Israele conclude le operazioni navali, attivisti diretti al carcere Ketziot; Tajani aggiorna: quaranta italiani fermati, espulsioni collettive e rientri organizzati con voli europei, la prossima.
Il trasferimento verso Ashdod è iniziato. Dopo l’intercettazione in mare della Global Sumud Flotilla, le autorità israeliane hanno avviato le procedure di sbarco e identificazione degli attivisti, in vista dell’espulsione. A confermarlo è il ministro degli Esteri Antonio Tajani, secondo cui il numero degli italiani fermati è salito a 40: tutti “in buone condizioni”, assistiti dalle sedi consolari e destinati al rimpatrio a breve, con scalo in capitali europee individuate d’intesa con Tel Aviv.
Secondo il quadro operativo tracciato dai media locali, reparti della Shayetet 13 hanno abbordato circa 40 imbarcazioni sulle 47 del convoglio, conducendo a terra diverse centinaia di persone. Il ministero degli Esteri israeliano parla di passeggeri “sani e in buona salute” e anticipa procedure di allontanamento verso l’Europa. Alcuni gruppi restano ancora in navigazione ma vengono monitorati dalla Marina per impedirne l’accesso alla zona di blocco navale.

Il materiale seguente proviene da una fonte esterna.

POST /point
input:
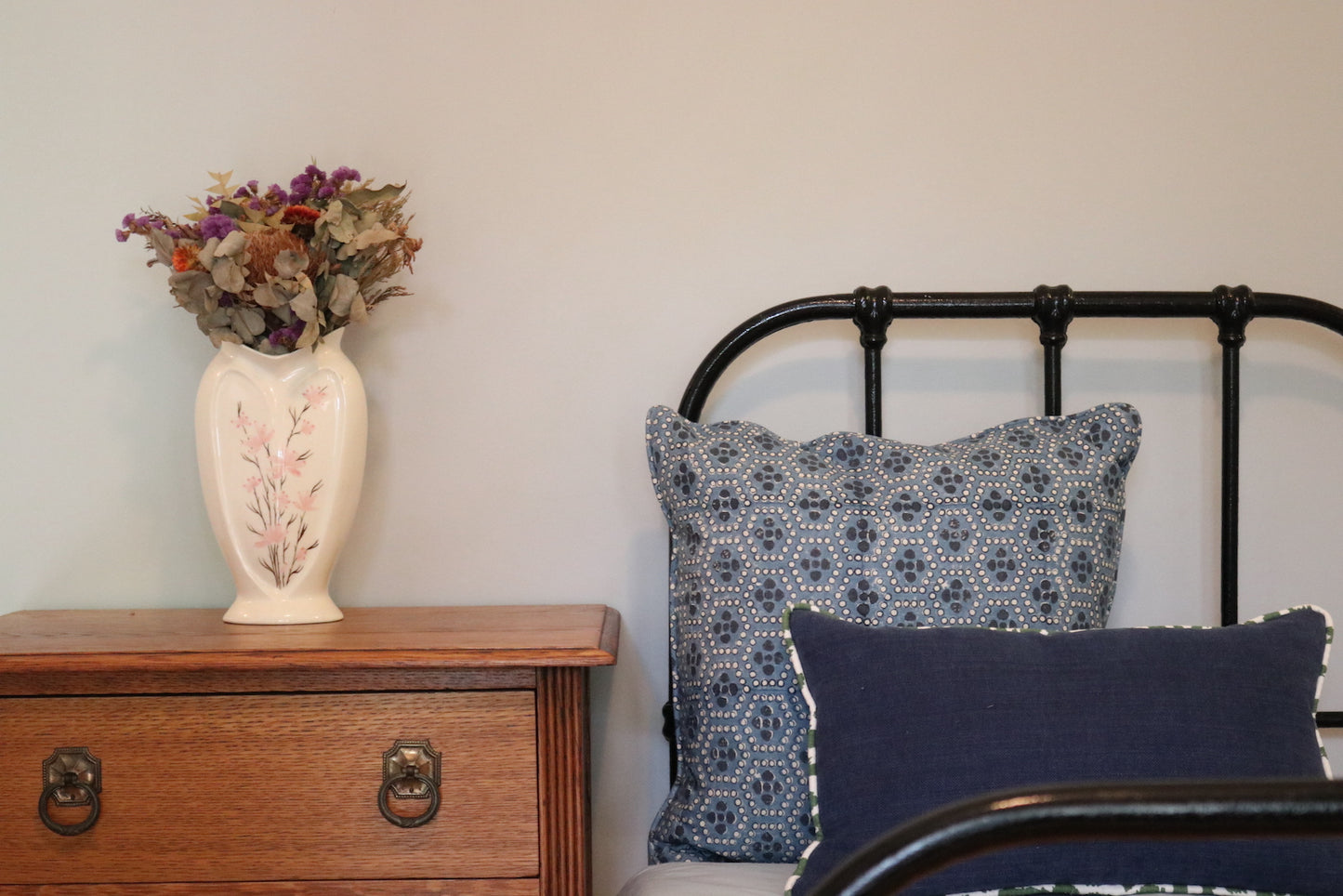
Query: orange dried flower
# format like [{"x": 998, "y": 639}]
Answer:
[
  {"x": 184, "y": 257},
  {"x": 301, "y": 215},
  {"x": 262, "y": 249}
]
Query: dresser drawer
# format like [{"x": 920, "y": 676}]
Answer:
[{"x": 232, "y": 787}]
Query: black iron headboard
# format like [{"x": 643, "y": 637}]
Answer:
[{"x": 1052, "y": 308}]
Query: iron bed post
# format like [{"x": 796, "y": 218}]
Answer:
[
  {"x": 1233, "y": 310},
  {"x": 1053, "y": 313}
]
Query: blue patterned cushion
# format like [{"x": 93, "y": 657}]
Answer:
[
  {"x": 908, "y": 720},
  {"x": 1017, "y": 525}
]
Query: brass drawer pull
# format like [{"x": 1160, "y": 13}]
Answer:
[
  {"x": 72, "y": 777},
  {"x": 410, "y": 771}
]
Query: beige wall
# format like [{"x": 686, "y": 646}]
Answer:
[{"x": 603, "y": 189}]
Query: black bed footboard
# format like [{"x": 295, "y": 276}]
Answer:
[{"x": 1073, "y": 813}]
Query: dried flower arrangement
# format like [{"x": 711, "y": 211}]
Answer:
[{"x": 278, "y": 269}]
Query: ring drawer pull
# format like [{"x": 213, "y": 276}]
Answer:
[
  {"x": 72, "y": 777},
  {"x": 411, "y": 770}
]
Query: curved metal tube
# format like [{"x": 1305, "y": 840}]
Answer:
[
  {"x": 984, "y": 305},
  {"x": 1080, "y": 811}
]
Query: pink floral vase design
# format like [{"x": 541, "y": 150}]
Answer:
[{"x": 281, "y": 442}]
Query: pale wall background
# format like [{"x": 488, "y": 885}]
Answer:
[{"x": 604, "y": 189}]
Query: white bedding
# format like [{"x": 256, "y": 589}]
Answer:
[{"x": 709, "y": 878}]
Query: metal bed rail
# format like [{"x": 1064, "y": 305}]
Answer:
[
  {"x": 1053, "y": 310},
  {"x": 1064, "y": 813},
  {"x": 1188, "y": 810}
]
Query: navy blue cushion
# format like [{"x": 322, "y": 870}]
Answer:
[{"x": 905, "y": 720}]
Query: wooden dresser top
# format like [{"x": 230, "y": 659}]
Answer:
[{"x": 33, "y": 642}]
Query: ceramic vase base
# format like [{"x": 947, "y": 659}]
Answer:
[
  {"x": 283, "y": 612},
  {"x": 280, "y": 442}
]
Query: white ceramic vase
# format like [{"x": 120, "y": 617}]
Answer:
[{"x": 280, "y": 442}]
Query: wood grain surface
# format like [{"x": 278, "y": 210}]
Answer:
[{"x": 271, "y": 787}]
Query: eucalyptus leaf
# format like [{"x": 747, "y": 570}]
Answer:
[
  {"x": 222, "y": 335},
  {"x": 205, "y": 258},
  {"x": 190, "y": 289},
  {"x": 364, "y": 195},
  {"x": 305, "y": 305},
  {"x": 229, "y": 274},
  {"x": 289, "y": 262},
  {"x": 340, "y": 226},
  {"x": 247, "y": 322},
  {"x": 270, "y": 296},
  {"x": 358, "y": 310},
  {"x": 309, "y": 336},
  {"x": 372, "y": 235},
  {"x": 347, "y": 290}
]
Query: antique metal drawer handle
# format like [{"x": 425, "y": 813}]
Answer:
[
  {"x": 411, "y": 770},
  {"x": 72, "y": 777}
]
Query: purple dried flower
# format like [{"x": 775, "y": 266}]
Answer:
[
  {"x": 217, "y": 226},
  {"x": 287, "y": 335},
  {"x": 299, "y": 189}
]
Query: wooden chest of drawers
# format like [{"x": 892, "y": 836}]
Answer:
[{"x": 428, "y": 750}]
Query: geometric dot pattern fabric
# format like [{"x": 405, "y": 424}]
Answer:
[{"x": 1019, "y": 525}]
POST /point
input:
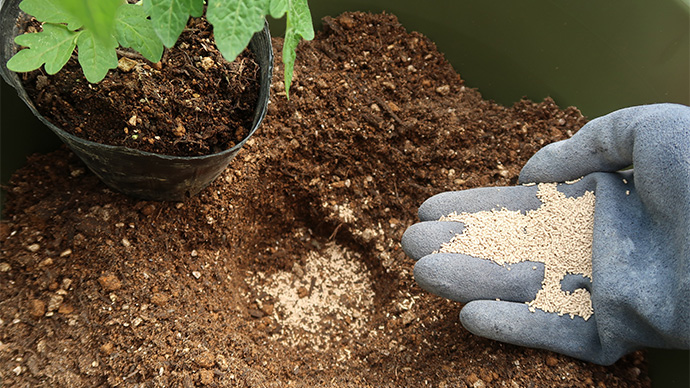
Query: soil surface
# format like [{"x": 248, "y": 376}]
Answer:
[
  {"x": 164, "y": 107},
  {"x": 287, "y": 270}
]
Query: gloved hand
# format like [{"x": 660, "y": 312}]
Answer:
[{"x": 640, "y": 252}]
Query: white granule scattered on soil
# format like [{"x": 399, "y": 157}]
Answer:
[
  {"x": 316, "y": 303},
  {"x": 558, "y": 234}
]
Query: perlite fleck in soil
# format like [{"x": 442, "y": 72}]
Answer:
[{"x": 558, "y": 234}]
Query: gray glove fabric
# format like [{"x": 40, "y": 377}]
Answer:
[{"x": 640, "y": 286}]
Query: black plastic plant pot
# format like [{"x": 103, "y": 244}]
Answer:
[{"x": 141, "y": 174}]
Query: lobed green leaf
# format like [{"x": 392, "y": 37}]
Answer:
[
  {"x": 50, "y": 11},
  {"x": 234, "y": 23},
  {"x": 298, "y": 26},
  {"x": 53, "y": 47},
  {"x": 133, "y": 29},
  {"x": 277, "y": 8},
  {"x": 96, "y": 56},
  {"x": 97, "y": 16},
  {"x": 170, "y": 17}
]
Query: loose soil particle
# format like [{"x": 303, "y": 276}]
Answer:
[{"x": 377, "y": 122}]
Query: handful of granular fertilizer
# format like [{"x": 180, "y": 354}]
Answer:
[{"x": 558, "y": 234}]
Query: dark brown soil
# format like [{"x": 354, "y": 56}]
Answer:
[
  {"x": 98, "y": 289},
  {"x": 193, "y": 102}
]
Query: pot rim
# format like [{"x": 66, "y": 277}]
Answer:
[{"x": 12, "y": 78}]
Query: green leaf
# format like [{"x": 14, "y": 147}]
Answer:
[
  {"x": 170, "y": 17},
  {"x": 277, "y": 8},
  {"x": 50, "y": 11},
  {"x": 96, "y": 56},
  {"x": 133, "y": 29},
  {"x": 234, "y": 23},
  {"x": 299, "y": 26},
  {"x": 97, "y": 16},
  {"x": 53, "y": 46}
]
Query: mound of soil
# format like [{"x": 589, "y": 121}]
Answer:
[{"x": 287, "y": 270}]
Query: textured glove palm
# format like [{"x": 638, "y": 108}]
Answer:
[{"x": 640, "y": 283}]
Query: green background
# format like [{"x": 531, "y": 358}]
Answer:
[{"x": 596, "y": 55}]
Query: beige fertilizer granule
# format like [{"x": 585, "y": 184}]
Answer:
[
  {"x": 558, "y": 234},
  {"x": 317, "y": 302}
]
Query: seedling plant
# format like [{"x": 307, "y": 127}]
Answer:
[{"x": 96, "y": 28}]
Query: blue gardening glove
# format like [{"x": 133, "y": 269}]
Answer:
[{"x": 640, "y": 242}]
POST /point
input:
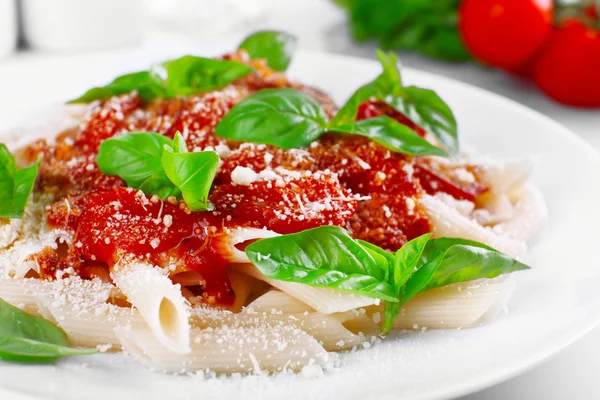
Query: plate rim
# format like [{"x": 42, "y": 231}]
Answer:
[{"x": 499, "y": 374}]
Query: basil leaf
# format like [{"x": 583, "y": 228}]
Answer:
[
  {"x": 403, "y": 266},
  {"x": 428, "y": 110},
  {"x": 407, "y": 258},
  {"x": 389, "y": 81},
  {"x": 393, "y": 135},
  {"x": 284, "y": 118},
  {"x": 449, "y": 260},
  {"x": 192, "y": 173},
  {"x": 15, "y": 185},
  {"x": 24, "y": 337},
  {"x": 325, "y": 257},
  {"x": 389, "y": 257},
  {"x": 136, "y": 158},
  {"x": 274, "y": 46},
  {"x": 26, "y": 350},
  {"x": 190, "y": 75},
  {"x": 147, "y": 86}
]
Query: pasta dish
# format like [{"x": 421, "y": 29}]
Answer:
[{"x": 214, "y": 214}]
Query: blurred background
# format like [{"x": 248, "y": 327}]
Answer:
[{"x": 541, "y": 53}]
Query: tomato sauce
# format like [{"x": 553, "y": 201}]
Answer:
[{"x": 346, "y": 181}]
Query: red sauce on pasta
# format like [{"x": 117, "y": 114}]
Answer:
[{"x": 339, "y": 180}]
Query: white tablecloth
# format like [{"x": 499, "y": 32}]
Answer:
[{"x": 573, "y": 373}]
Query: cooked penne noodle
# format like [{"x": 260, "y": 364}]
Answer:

Dal fronte degli organizzatori arrivano accuse pesanti: la Global Sumud Flotilla denuncia intercettazioni illegali in acque internazionali, il “rapimento” di centinaia di volontari e il trasferimento su una grande unità militare identificata come MSC Johannesburg. Gli avvocati di Adalah, che rappresentano una parte dei partecipanti, riferiscono di aggiornamenti minimi e attendono l’arrivo dei fermati ad Ashdod per seguirne il percorso legale, che includerebbe un passaggio in un tribunale speciale per i rifiuti di espulsione.
La versione ufficiale di Israele definisce la missione una “provocazione” fallita: nessuna imbarcazione sarebbe riuscita a infrangere il blocco o a entrare nella zona di combattimento al largo di Gaza. “I passeggeri sono diretti in sicurezza in Israele, da dove saranno deportati”, si legge nei messaggi diffusi sui canali social del dicastero. Tra i fermati compaiono anche esponenti politici europei e l’attivista Greta Thunberg, poi mostrata in buone condizioni.
La rotta della Flotilla ha intanto alimentato mobilitazioni a catena. Dalla località turca di Arsuz sono salpate 45 piccole barche “di supporto” con attivisti e bandiere turche e palestinesi, mentre in Italia sindacati e associazioni hanno annunciato cortei e una giornata di sciopero in segno di solidarietà. Le piazze si sono già accese in diverse città; il governo italiano segue i rientri e ribadisce la priorità della sicurezza dei connazionali.
Sul terreno giuridico si apre il capitolo detenzione–espulsione. In base alla prassi ricostruita da Reuters con fonti legali, i partecipanti vengono identificati al porto, quindi trattenuti e sottoposti a provvedimenti collettivi di allontanamento; chi rifiuta può finire davanti a un giudice amministrativo per l’ordine di respingimento. Nelle ultime ore, fonti diplomatiche indicano finestre logistiche già tra venerdì e i giorni successivi, compatibilmente con la gestione dei voli charter.
Restano zone d’ombra. Attivisti e media panarabi hanno parlato di due barche — la Fair Lady e la Marinette — ancora in rotta, e della nave Mikeno che avrebbe lambito le acque di Gaza prima di perdere i contatti. L’Idf smentisce ingressi nelle acque sotto controllo israeliano e conferma l’intercettazione in mare aperto. Un mosaico di versioni che sarà chiarito solo con l’arrivo di tutti i fermati a terra.
Sullo sfondo, la politica europea si muove con cautela. Il premier spagnolo Pedro Sánchez esprime solidarietà e chiede il rientro sicuro degli attivisti, mentre Turchia e altri Paesi annunciano iniziative diplomatiche dopo la detenzione dei propri cittadini. Nel frattempo, Francia e Italia confermano di aver seguito parte della traversata con proprie unità, invitando tuttavia gli equipaggi a desistere per ragioni di sicurezza.
Il punto fermo, adesso, è l’approdo a Ashdod. Da lì scatteranno i convogli verso il Negev e il grande complesso di Ketziot, dove gli attivisti verranno presi in carico dal personale penitenziario in attesa delle procedure di espulsione o dell’eventuale ricorso. Tra rimpalli di responsabilità e retoriche contrapposte, la crisi resta incandescente: tra diritto internazionale, blocco navale e tutela consolare, il caso Flotilla è destinato a dominare ancora il dibattito pubblico.